Ao injetar em macacos diversas cópias dessa peça de RBD do Sars-CoV-2 fundida a uma nanopartícula, Saunders e seus colegas demonstraram a capacidade da vacina de proteger não apenas contra o Sars-CoV-2, mas diversas outras infecções por coronavírus. A equipe agora está testando diferentes iterações dessa vacina de nanopartículas, introduzindo seções de RDB de outros coronavírus para ampliar a resposta imunológica do hospedeiro.

“Às vezes você cria centenas de versões dessas vacinas e as testa em animais antes de decidir a respeito de uma versão para estudar em humanos”, afirma Julie Ledgerwood, vice-diretora e diretora médica do Centro de Pesquisa de Vacinas dos Institutos Nacionais de Saúde. Não é simples, ela explica.

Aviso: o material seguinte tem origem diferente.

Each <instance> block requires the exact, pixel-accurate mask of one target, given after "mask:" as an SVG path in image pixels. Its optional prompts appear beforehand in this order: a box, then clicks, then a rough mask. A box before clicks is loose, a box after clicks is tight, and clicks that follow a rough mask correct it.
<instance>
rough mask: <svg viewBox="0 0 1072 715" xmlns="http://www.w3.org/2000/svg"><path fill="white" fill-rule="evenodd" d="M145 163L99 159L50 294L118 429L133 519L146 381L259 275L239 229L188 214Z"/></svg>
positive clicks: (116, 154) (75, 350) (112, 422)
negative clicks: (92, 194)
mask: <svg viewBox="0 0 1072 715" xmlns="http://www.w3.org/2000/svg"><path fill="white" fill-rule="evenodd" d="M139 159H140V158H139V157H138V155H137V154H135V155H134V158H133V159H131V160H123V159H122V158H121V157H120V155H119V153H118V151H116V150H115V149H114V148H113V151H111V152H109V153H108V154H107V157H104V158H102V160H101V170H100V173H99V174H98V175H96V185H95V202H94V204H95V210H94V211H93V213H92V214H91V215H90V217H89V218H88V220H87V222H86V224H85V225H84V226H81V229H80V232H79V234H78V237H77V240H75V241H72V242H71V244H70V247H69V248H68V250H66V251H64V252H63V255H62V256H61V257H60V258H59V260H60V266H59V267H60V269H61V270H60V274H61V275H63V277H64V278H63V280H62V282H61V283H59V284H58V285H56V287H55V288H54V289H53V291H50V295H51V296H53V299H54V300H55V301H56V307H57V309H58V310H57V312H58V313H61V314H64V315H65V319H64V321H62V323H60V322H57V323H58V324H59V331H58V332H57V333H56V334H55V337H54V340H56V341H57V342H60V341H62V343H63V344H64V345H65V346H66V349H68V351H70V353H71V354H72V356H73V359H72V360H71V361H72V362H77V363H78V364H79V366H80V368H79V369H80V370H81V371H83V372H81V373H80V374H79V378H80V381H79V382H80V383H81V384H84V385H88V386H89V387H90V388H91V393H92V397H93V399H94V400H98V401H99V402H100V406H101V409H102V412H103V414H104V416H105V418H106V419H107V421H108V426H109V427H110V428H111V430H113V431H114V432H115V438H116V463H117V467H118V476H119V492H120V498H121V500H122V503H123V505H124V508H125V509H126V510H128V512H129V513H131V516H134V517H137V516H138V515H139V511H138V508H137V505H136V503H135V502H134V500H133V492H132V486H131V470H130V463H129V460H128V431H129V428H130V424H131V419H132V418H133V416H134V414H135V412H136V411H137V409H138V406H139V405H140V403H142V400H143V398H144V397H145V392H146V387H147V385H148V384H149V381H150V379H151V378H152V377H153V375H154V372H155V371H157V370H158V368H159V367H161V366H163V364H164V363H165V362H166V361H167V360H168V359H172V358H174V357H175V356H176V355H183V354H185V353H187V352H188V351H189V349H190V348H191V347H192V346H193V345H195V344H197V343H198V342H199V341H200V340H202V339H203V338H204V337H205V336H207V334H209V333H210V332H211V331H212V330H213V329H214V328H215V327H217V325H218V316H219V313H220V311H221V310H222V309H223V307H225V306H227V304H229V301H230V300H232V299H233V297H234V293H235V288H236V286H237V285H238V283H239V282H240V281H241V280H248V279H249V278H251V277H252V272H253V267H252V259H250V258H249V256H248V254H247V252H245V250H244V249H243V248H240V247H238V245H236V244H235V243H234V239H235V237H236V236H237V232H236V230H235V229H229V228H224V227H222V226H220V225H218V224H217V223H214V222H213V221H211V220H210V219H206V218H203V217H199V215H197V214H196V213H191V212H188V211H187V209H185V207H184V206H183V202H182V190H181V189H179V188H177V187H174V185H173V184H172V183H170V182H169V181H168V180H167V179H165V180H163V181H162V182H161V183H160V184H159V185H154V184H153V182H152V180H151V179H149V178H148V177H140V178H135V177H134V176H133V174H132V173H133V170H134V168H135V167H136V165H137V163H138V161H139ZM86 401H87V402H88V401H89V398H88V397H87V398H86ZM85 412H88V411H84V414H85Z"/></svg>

Enquanto isso, cientistas também estão tentando descobrir como essas vacinas podem abranger não apenas os vírus do tipo Sars, mas também o Mers e outros coronavírus relacionados mais distantes. “A diversidade de sequências e as diferenças estruturais entre os coronavírus que se enquadram em diferentes grupos representam um desafio”, esclarece Saunders. Alguns cientistas propõem uma vacina diferente para diferentes famílias de coronavírus.

Contudo, por enquanto, a necessidade de pelo menos uma vacina contra o coronavírus pan-Sars não pode ser ignorada. “Não estamos mais pensando nisso como “será ótimo ter isso para a próxima pandemia”, declara Saunders. “Estamos pensando nisso como uma ótima ferramenta para acabar com essa pandemia”.